Because the language of independence is politically safer than admitting you want to control it. He's saying the Fed has already lost its independence to its own bureaucratic interests—the spending, the staffing bloat, the regulatory overreach. So he's not attacking independence; he's claiming to restore it by stripping away what he sees as corruption.
But isn't the real goal just to get rate cuts?
That's part of it, yes. Trump wants lower rates for economic stimulus before the next election. But Bessent's critique goes deeper—he's questioning whether the Fed should have rate-setting power at all. That's not just about one cycle of cuts. That's about fundamentally reordering who controls monetary policy.
What happens if the Fed actually loses that power?

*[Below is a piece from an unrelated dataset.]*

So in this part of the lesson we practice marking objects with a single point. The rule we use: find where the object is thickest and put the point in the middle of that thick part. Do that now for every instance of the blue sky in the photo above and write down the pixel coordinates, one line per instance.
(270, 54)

Congress would have to take it back or delegate it elsewhere. That's a massive shift. Right now the Fed is insulated from short-term political pressure precisely because it controls rates. If that power moves, the central bank becomes just another agency that answers to elected officials.
Is there any merit to Bessent's spending criticisms?
Possibly some. Central banks do spend money, and it's fair to ask whether it's efficient. But the real issue isn't the headquarters renovation—it's that these criticisms are being weaponized to justify removing the Fed's independence. The spending argument is the wedge.
What about the candidates Trump is considering for Powell's replacement?
They're not random. Warsh wants regime change. Waller already dissented on rate decisions. Miran is taking unpaid leave from his White House job to serve on the Fed board. These are people selected because they'll move policy in a specific direction, not because they're the most qualified to manage the economy.
Can the Fed actually resist this?
It's already weakened. Cook is being removed. Miran is being installed. The chair's term expires in May 2026, which is soon. The Fed has institutional credibility and a legal mandate, but credibility erodes when you're under sustained political assault, and mandates can be rewritten by Congress.